Justin Timberlake and Anna Kendrick lend their pipes to otherwise generic kids' movie based on vintage toy line

They’re small, squat and fuzzy, with ridiculous hair and a love of anonymous mischief-making … but enough about folks who haunt comments sections and blow up Twitter feeds. This DreamWorks animation joint revolves around a different type of troll, specifically those vintage miniature dolls blessed with drunken-pug faces and gravity-defying ‘dos. Having licensed the IP for the purposes of big-screen toysploitation, the company has come up with a story in which our furry little friends are pursued by giants known as Bergens; if these miserable, ogre-like creatures consume a troll on a holiday known as “Trollstice,” they allegedly experience a momentary sense of happiness. One massive underground escape later, the diminutive would-be desserts flee to the forest to live in peace, harmony and endless pop song singalongs. Years later, their trolltopia is threatened when an exiled Bergen chef (Christine Baranski) discovers their whereabouts and hopes to revive the tradition. Only the insanely optimistic Princess Poppy (Anna Kendrick) and her pessimistic friend Branch (Justin Timberlake) can rescue their troll-napped friends. Yadda yadda yadda.

Forget the story, which borrows from virtually every other feature-length cartoon you’ve seen over the last decade, as well as Cinderella, Cyrano de Bergerac and the Campbellian hero’s journey template. This is really just an excuse to for celebrities to nab plum voiceover paydays – an A-list roll call includes Zooey Deschanel, Russell Brand, Gwen Stefani, James Corden and Jeffrey Tambor – for directors/Shrek franchise veterans Mike Mitchell and Walt Dohrn to roll out platitudes about finding your bliss, for corporate music-licensing liasons to justify their jobs (the soundtrack is a karaoke machine’s wet dream) and for folks to indulge in the sort of aggressively positive vibe that makes The Lego Movie feel damned near postapocalyptic. One character farts glitter and another poops cupcakes. You could not ask for better in-movie metaphors.
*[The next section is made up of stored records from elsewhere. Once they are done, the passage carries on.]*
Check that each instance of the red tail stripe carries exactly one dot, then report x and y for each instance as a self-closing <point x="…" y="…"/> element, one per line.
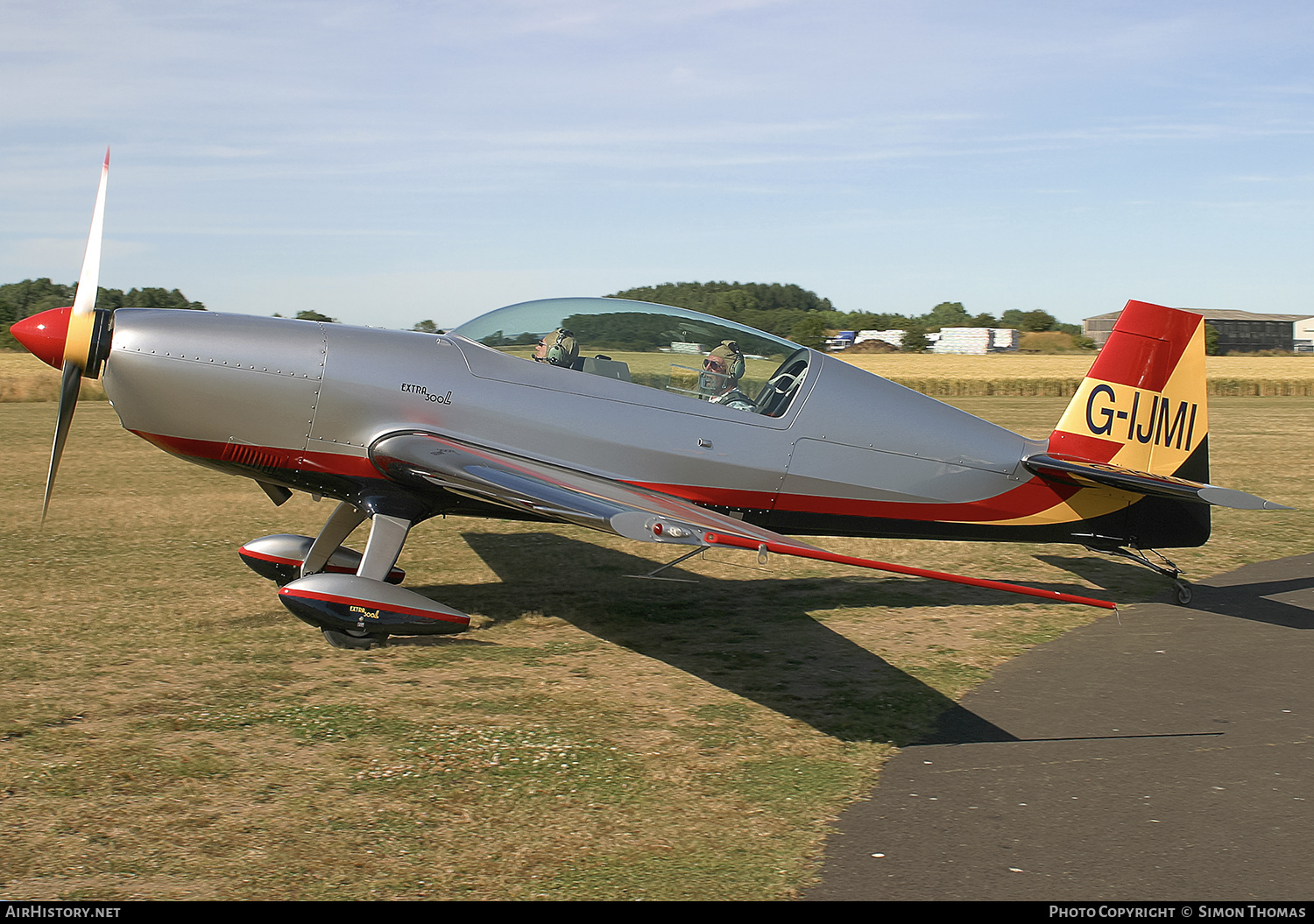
<point x="1145" y="346"/>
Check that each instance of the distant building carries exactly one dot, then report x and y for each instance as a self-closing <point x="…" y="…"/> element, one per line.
<point x="1238" y="331"/>
<point x="1303" y="331"/>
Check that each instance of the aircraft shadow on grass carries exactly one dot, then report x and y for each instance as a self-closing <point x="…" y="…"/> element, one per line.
<point x="1247" y="593"/>
<point x="753" y="638"/>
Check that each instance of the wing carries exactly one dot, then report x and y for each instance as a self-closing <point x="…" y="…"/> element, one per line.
<point x="427" y="460"/>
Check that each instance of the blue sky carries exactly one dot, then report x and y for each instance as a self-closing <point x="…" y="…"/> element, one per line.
<point x="385" y="162"/>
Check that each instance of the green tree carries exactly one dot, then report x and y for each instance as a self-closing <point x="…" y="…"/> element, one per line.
<point x="809" y="331"/>
<point x="1037" y="321"/>
<point x="915" y="339"/>
<point x="1211" y="339"/>
<point x="946" y="314"/>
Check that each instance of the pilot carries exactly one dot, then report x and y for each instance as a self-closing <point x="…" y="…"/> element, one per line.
<point x="560" y="347"/>
<point x="722" y="370"/>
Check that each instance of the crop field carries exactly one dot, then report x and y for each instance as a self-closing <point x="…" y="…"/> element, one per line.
<point x="170" y="731"/>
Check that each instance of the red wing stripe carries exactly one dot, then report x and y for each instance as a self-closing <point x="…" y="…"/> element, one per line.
<point x="371" y="605"/>
<point x="720" y="540"/>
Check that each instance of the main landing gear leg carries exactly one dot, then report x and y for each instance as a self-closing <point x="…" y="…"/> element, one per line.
<point x="1169" y="569"/>
<point x="386" y="537"/>
<point x="342" y="524"/>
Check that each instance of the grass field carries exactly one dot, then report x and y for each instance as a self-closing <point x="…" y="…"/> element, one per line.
<point x="171" y="731"/>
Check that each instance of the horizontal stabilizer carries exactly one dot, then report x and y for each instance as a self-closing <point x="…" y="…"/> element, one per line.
<point x="1085" y="474"/>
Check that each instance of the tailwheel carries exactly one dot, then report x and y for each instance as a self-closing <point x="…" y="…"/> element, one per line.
<point x="1169" y="569"/>
<point x="354" y="639"/>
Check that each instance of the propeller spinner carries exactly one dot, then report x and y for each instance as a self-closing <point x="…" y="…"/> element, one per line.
<point x="74" y="339"/>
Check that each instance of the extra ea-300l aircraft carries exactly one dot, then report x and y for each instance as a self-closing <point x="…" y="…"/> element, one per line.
<point x="757" y="441"/>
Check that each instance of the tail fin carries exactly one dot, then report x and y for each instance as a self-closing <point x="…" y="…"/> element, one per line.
<point x="1143" y="404"/>
<point x="1140" y="423"/>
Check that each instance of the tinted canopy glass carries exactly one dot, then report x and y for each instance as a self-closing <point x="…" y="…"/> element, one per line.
<point x="659" y="346"/>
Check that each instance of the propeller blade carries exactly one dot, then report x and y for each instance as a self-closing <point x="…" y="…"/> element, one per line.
<point x="78" y="341"/>
<point x="68" y="386"/>
<point x="81" y="321"/>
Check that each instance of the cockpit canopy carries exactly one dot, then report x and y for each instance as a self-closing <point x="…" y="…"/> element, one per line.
<point x="659" y="346"/>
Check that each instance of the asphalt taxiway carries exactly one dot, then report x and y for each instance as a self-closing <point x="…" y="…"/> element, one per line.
<point x="1159" y="753"/>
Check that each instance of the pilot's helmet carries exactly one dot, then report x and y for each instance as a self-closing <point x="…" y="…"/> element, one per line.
<point x="560" y="347"/>
<point x="727" y="360"/>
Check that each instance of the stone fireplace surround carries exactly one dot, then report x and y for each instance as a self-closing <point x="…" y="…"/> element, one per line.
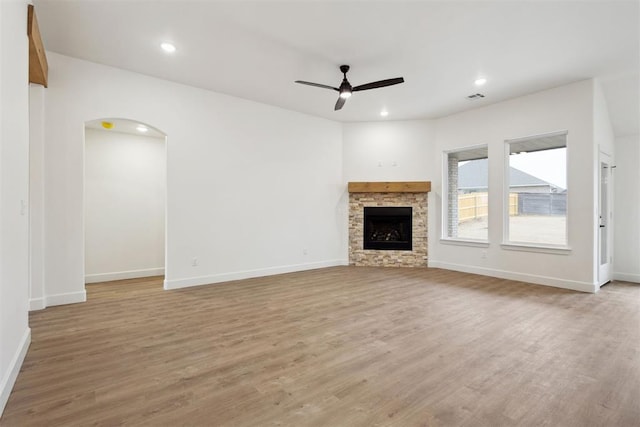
<point x="365" y="194"/>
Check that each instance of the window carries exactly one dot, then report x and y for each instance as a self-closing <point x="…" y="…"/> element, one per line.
<point x="466" y="208"/>
<point x="536" y="190"/>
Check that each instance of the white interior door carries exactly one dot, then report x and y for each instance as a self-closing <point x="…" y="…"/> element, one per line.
<point x="605" y="235"/>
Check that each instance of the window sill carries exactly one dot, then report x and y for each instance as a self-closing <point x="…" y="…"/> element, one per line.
<point x="556" y="250"/>
<point x="462" y="242"/>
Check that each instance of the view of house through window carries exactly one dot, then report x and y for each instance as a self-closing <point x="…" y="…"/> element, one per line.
<point x="467" y="177"/>
<point x="537" y="190"/>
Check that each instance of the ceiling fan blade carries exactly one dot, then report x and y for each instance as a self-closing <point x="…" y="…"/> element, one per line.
<point x="380" y="83"/>
<point x="317" y="85"/>
<point x="340" y="103"/>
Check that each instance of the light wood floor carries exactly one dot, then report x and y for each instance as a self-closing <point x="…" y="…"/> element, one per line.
<point x="343" y="346"/>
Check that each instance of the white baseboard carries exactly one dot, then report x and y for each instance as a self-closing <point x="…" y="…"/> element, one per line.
<point x="627" y="277"/>
<point x="37" y="304"/>
<point x="9" y="378"/>
<point x="248" y="274"/>
<point x="68" y="298"/>
<point x="121" y="275"/>
<point x="521" y="277"/>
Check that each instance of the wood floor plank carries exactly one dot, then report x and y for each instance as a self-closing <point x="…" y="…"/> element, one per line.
<point x="344" y="346"/>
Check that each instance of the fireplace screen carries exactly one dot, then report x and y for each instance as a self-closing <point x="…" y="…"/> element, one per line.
<point x="387" y="228"/>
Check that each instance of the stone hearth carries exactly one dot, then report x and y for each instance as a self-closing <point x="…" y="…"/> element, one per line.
<point x="388" y="194"/>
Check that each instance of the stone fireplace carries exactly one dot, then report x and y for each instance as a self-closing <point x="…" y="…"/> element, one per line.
<point x="388" y="223"/>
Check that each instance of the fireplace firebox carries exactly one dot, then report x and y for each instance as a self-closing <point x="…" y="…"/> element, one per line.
<point x="387" y="228"/>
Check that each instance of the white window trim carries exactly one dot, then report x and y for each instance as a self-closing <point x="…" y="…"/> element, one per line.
<point x="526" y="246"/>
<point x="444" y="237"/>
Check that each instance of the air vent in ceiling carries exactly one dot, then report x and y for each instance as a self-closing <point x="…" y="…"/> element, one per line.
<point x="475" y="96"/>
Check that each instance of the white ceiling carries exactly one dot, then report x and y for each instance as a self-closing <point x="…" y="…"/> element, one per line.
<point x="256" y="49"/>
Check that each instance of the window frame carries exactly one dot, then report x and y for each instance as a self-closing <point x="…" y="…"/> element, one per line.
<point x="444" y="233"/>
<point x="561" y="249"/>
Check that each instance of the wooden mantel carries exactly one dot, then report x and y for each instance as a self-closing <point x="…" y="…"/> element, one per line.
<point x="390" y="187"/>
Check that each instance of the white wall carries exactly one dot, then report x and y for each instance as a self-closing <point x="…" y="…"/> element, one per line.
<point x="388" y="151"/>
<point x="252" y="189"/>
<point x="14" y="193"/>
<point x="603" y="143"/>
<point x="124" y="190"/>
<point x="565" y="108"/>
<point x="36" y="197"/>
<point x="626" y="264"/>
<point x="420" y="146"/>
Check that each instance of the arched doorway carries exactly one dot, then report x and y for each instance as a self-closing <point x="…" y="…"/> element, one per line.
<point x="124" y="200"/>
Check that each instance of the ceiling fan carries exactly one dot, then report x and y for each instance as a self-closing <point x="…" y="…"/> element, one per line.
<point x="346" y="89"/>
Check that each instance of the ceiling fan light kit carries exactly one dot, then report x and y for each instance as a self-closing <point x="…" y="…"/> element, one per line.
<point x="346" y="90"/>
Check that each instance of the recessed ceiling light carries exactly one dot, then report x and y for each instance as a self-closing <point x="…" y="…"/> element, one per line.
<point x="168" y="47"/>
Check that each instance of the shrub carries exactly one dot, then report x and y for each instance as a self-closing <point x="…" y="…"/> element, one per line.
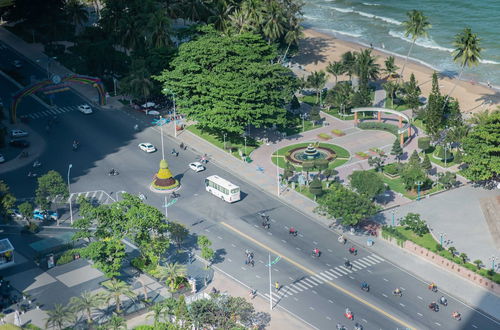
<point x="324" y="136"/>
<point x="424" y="143"/>
<point x="338" y="132"/>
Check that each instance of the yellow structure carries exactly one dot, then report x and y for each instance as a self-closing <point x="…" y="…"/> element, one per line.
<point x="163" y="180"/>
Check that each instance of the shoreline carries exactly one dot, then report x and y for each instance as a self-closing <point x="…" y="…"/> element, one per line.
<point x="317" y="49"/>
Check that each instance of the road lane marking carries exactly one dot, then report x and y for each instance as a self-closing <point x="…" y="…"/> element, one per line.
<point x="306" y="270"/>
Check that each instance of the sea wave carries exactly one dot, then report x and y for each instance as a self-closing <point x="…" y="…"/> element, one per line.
<point x="349" y="34"/>
<point x="422" y="42"/>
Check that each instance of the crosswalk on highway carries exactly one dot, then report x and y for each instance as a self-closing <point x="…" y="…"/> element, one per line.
<point x="310" y="282"/>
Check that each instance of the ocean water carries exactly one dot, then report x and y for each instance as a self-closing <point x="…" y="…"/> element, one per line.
<point x="379" y="22"/>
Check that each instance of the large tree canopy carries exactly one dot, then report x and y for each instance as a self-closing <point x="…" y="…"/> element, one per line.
<point x="227" y="82"/>
<point x="482" y="149"/>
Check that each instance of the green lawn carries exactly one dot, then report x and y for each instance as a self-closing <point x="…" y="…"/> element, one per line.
<point x="215" y="140"/>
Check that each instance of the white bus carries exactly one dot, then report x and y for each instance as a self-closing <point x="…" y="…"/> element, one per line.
<point x="222" y="188"/>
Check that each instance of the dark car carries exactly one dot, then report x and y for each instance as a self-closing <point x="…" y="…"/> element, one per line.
<point x="19" y="143"/>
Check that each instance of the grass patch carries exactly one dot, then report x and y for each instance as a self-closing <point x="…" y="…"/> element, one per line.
<point x="236" y="144"/>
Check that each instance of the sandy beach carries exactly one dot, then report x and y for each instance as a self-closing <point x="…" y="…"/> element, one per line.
<point x="318" y="49"/>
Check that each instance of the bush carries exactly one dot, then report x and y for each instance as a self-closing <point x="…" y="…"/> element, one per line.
<point x="379" y="126"/>
<point x="424" y="143"/>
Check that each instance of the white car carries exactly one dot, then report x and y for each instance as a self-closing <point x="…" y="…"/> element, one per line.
<point x="196" y="166"/>
<point x="147" y="147"/>
<point x="18" y="133"/>
<point x="85" y="109"/>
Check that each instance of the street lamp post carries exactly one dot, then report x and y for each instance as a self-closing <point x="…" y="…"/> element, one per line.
<point x="418" y="183"/>
<point x="69" y="191"/>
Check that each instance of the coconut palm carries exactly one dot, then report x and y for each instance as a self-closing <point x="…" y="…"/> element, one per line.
<point x="467" y="52"/>
<point x="171" y="273"/>
<point x="116" y="289"/>
<point x="86" y="303"/>
<point x="348" y="60"/>
<point x="76" y="12"/>
<point x="390" y="66"/>
<point x="159" y="29"/>
<point x="58" y="317"/>
<point x="365" y="67"/>
<point x="416" y="26"/>
<point x="316" y="81"/>
<point x="336" y="69"/>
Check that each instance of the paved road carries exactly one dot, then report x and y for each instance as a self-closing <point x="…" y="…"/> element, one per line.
<point x="108" y="140"/>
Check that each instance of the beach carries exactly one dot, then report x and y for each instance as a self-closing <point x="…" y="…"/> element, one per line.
<point x="318" y="49"/>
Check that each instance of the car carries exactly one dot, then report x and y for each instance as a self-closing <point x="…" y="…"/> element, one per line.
<point x="42" y="215"/>
<point x="147" y="147"/>
<point x="18" y="133"/>
<point x="19" y="144"/>
<point x="85" y="109"/>
<point x="196" y="166"/>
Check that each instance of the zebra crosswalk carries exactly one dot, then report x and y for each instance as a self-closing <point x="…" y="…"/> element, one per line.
<point x="309" y="282"/>
<point x="52" y="112"/>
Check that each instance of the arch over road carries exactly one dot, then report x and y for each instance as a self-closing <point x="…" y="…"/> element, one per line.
<point x="402" y="129"/>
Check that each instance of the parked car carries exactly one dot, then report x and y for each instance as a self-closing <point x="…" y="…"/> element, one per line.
<point x="85" y="109"/>
<point x="42" y="215"/>
<point x="18" y="133"/>
<point x="19" y="144"/>
<point x="196" y="166"/>
<point x="147" y="147"/>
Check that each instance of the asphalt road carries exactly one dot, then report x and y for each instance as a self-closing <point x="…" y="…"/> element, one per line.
<point x="316" y="290"/>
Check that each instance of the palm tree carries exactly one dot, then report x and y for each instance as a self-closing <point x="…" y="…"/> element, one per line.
<point x="317" y="81"/>
<point x="86" y="302"/>
<point x="348" y="60"/>
<point x="336" y="69"/>
<point x="467" y="52"/>
<point x="58" y="316"/>
<point x="365" y="67"/>
<point x="171" y="272"/>
<point x="76" y="13"/>
<point x="390" y="66"/>
<point x="116" y="289"/>
<point x="416" y="26"/>
<point x="159" y="29"/>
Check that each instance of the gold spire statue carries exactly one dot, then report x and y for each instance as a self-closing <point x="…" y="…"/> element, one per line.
<point x="163" y="180"/>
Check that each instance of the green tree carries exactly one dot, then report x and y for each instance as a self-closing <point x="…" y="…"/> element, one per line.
<point x="467" y="52"/>
<point x="316" y="80"/>
<point x="397" y="150"/>
<point x="172" y="273"/>
<point x="58" y="317"/>
<point x="341" y="203"/>
<point x="367" y="183"/>
<point x="223" y="82"/>
<point x="316" y="187"/>
<point x="107" y="254"/>
<point x="416" y="26"/>
<point x="50" y="185"/>
<point x="415" y="224"/>
<point x="86" y="303"/>
<point x="426" y="163"/>
<point x="117" y="288"/>
<point x="481" y="153"/>
<point x="7" y="200"/>
<point x="390" y="66"/>
<point x="26" y="209"/>
<point x="433" y="115"/>
<point x="336" y="69"/>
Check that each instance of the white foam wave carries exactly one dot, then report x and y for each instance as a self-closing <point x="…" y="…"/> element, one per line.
<point x="488" y="62"/>
<point x="349" y="34"/>
<point x="422" y="42"/>
<point x="382" y="18"/>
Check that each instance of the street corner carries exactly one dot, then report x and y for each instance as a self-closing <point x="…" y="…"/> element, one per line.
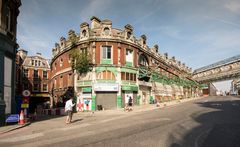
<point x="9" y="128"/>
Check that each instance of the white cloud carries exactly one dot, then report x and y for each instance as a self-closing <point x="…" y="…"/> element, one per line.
<point x="94" y="8"/>
<point x="233" y="6"/>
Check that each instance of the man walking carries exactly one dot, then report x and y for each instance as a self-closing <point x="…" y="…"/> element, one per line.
<point x="68" y="109"/>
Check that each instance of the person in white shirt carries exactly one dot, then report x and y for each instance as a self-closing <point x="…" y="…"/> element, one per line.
<point x="68" y="108"/>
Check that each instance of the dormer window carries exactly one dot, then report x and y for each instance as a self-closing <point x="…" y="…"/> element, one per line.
<point x="8" y="19"/>
<point x="84" y="33"/>
<point x="61" y="62"/>
<point x="129" y="35"/>
<point x="106" y="31"/>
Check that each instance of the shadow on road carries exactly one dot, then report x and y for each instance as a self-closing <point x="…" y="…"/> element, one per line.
<point x="76" y="120"/>
<point x="219" y="126"/>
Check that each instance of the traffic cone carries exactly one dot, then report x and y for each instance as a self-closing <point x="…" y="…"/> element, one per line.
<point x="21" y="119"/>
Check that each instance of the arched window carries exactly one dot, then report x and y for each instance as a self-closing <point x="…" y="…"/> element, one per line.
<point x="106" y="75"/>
<point x="84" y="33"/>
<point x="106" y="31"/>
<point x="143" y="60"/>
<point x="129" y="35"/>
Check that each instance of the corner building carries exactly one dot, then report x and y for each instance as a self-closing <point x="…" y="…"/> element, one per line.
<point x="9" y="11"/>
<point x="123" y="66"/>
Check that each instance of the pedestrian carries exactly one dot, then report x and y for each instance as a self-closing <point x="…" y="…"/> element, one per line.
<point x="79" y="105"/>
<point x="68" y="109"/>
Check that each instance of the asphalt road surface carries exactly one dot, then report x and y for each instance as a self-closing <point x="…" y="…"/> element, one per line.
<point x="206" y="122"/>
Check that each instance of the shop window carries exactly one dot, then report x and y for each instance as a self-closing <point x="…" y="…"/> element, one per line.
<point x="106" y="75"/>
<point x="106" y="52"/>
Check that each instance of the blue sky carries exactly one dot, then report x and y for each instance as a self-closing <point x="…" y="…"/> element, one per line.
<point x="196" y="32"/>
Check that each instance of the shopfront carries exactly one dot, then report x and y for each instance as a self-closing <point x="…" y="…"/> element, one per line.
<point x="158" y="92"/>
<point x="127" y="92"/>
<point x="144" y="92"/>
<point x="106" y="95"/>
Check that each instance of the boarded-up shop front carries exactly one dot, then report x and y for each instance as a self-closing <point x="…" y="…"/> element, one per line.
<point x="106" y="95"/>
<point x="158" y="91"/>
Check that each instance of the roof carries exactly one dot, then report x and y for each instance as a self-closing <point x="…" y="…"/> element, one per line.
<point x="218" y="64"/>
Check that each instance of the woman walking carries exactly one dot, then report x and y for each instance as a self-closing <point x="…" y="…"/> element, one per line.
<point x="68" y="108"/>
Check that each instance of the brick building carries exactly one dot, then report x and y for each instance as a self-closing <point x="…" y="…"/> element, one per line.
<point x="33" y="75"/>
<point x="123" y="66"/>
<point x="8" y="26"/>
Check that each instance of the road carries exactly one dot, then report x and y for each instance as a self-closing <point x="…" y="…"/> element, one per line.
<point x="206" y="122"/>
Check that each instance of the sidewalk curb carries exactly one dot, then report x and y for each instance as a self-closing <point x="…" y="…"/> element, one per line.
<point x="138" y="110"/>
<point x="15" y="128"/>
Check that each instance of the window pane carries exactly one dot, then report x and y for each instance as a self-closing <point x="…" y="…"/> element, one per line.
<point x="134" y="77"/>
<point x="123" y="76"/>
<point x="109" y="52"/>
<point x="127" y="76"/>
<point x="104" y="75"/>
<point x="131" y="76"/>
<point x="104" y="52"/>
<point x="109" y="75"/>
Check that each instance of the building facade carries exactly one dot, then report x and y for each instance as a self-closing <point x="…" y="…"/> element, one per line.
<point x="8" y="25"/>
<point x="33" y="75"/>
<point x="122" y="66"/>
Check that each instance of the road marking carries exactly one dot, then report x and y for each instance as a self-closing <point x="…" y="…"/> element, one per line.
<point x="74" y="127"/>
<point x="22" y="138"/>
<point x="58" y="139"/>
<point x="198" y="137"/>
<point x="216" y="104"/>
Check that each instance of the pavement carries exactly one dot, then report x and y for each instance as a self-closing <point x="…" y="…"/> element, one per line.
<point x="56" y="121"/>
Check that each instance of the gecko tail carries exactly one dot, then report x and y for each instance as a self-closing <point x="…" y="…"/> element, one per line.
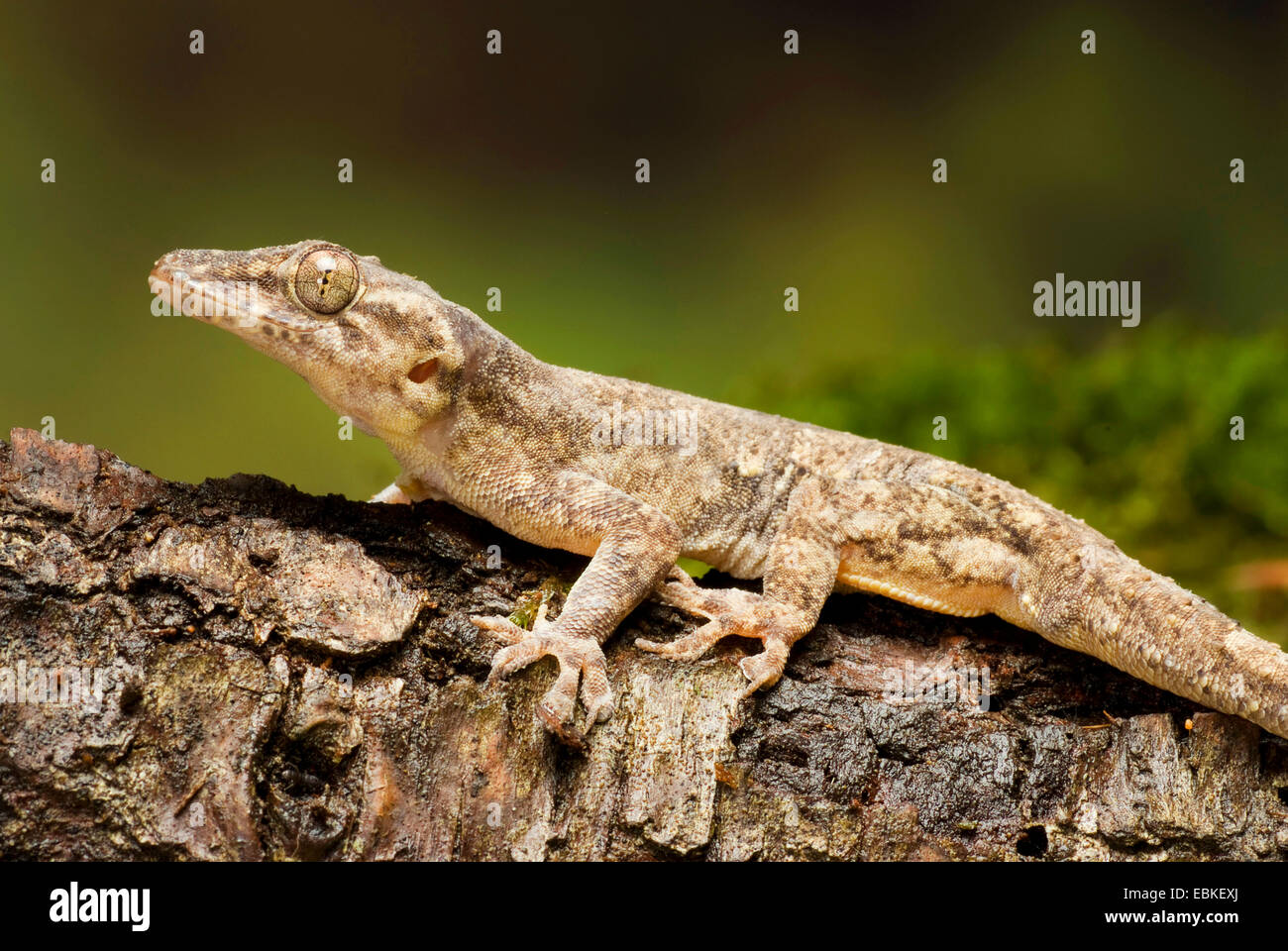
<point x="1112" y="607"/>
Where Trolls does rise above your run-of-the-mill children’s entertainment is its animation, which veers between artisanally crude felt-cut-out interludes and computer-rendered scenes emphasizing every strand of the trolls’ vertical, rainbow-ready hair. Rarely has so much care been made to show so much texture in an animated film, from the characters’ downy skin to the background flora that seems wonderfully tactile and almost hand-made. There’s a distinct arts-and-craft look to everything. You wonder if the project was given a grant by Etsy. And to say it’s colorful is an understatement; the variety of retina-searing primary and pastel hues hurled at your eyeballs at any and every given moment falls somewhere between a Skittles factory’s inventory and a psychedelic drug trip. (This is truly a kids’ movie designed for toddlers and your uncle that did too much Orange Sunshine that one time and never fully recovered.)

If you’ve ever been curious as to how far a studio toon could push the doors of perception in terms of a visual palette, or simply wondered what a Kendrick/Timberlake duet of “True Colors” would sound like, Trolls will answer these questions in between sandblasting you with manufactured joy. Otherwise, this is one of those time-killers that’s impossibly exuberant, insanely likable and instantly forgettable.